New York Minute, 491 Mount Alexander Road, Moonee Ponds. Phone: 9043 1838
Last time Consider The Sauce frequented New York Minute, Bennie devoured a beaut two-handed, multi-level burger with which he was well pleased.
We’ve eaten a whole helluva lot of burgers since then.
Bennie, in particular, has come to consider himself an expert, refining as he goes just what it is that pushes his burger buttons.
And the burger biz has changed a lot in that time, too.
There’s a handful of food trucks going around that specialise in burgers of various kinds, some of them doing excellent work.
And these days there’s hip outlets such as 8bit going very hard indeed for those burger dollars.
It’s a tough business – even if all that is good news for burger consumers.
So we are very interested to discover how New York Minute – which will soon be opening a branch in Williamstown – is going these days.

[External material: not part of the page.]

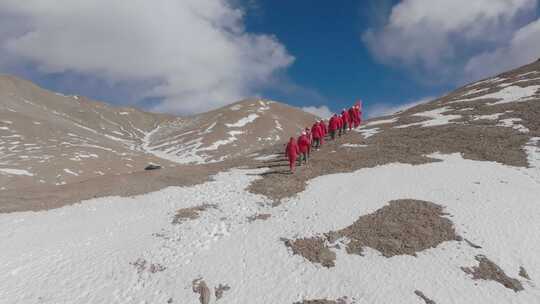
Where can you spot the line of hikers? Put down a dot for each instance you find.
(314, 137)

It’s going OK … although we conclude the place has lost something of its charm and edge.
During our Saturday lunch visit, business is brisk.
The place’s small space has been reconfigured – there’s no longer any interior tables, just window bench stools.
We grab one of the two outside tables.
Bennie’s New York – with “2 beef patties, special sauce, spinach, cheese, pickles & onions” (top picture, $12) – looks the goods but fails to elicit the much sought after groans of pleasure.
To use Bennie’s terminology, it’s “just a burger”.
My brisket burger – with “Prime cut beef & sweet pickles with special sauce” ($9) – is OK but also lacks the sort of oomph that would set it apart.
There’s just not enough here to get in any way excited.
Our large chips ($5) certainly look the part.
But what at first glance may appear to be a bronzed tan increasingly looks orange.
I detect an unwanted sweetness, but Bennie reckons that’s all about the charmless “aioli”.
But he also reckons there’s an excess of chicken salt going on here.
I’m not sure about that …
Going by the joint’s Facebook feed, New York Minute is a happy, happening thing.
But based on our latest meal, we reckon it’s entered the realms of merely good rather than excellent, as subjective as that may be.